O conflito armado no Oriente Médio dificulta o planejamento da autoridade monetária para os próximos meses. Em ata, o comitê evitou traçar projeções sobre novos cortes nos juros e informou que monitora a duração da guerra. A próxima reunião dos diretores do Banco Central para calibrar a taxa básica vai ocorrer nos dias 16 e 17 de junho.
Projeção do PIB oscila para cima
O mercado financeiro melhorou a expectativa de crescimento da atividade econômica para este ano. A previsão de expansão do Produto Interno Bruto (PIB) oscilou de 1,85% para 1,89%. O resultado vem depois de o Instituto Brasileiro de Geografia e Estatística (IBGE) registrar uma alta de 2,3% na economia do país no ano passado, puxada pelo desempenho do agronegócio.

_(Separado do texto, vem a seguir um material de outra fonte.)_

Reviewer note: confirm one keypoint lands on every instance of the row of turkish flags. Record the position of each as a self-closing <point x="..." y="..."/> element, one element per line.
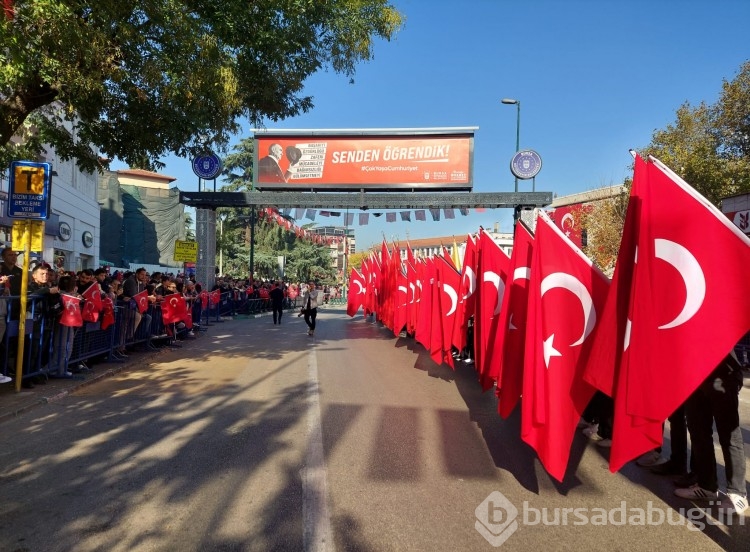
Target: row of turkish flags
<point x="174" y="307"/>
<point x="550" y="327"/>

Para o ano que vem, os economistas cortaram a projeção do PIB de 1,77% para 1,70%. As estimativas coletadas pelo Banco Central para as edições de 2028 e 2029 indicam uma estabilização de crescimento na casa dos 2% para os dois períodos.
Dólar pressionado no mercado de câmbio
O Boletim Focus atualizou as estimativas para o comportamento do mercado de câmbio no país. Os operadores de fundos e os bancos projetam que o dólar vai encerrar o ano cotado a R$ 5,17. A pressão sobre o câmbio deve continuar no longo prazo, com estipulação de um preço de R$ 5,26 para a moeda norte-americana por analistas no encerramento do calendário de 2027.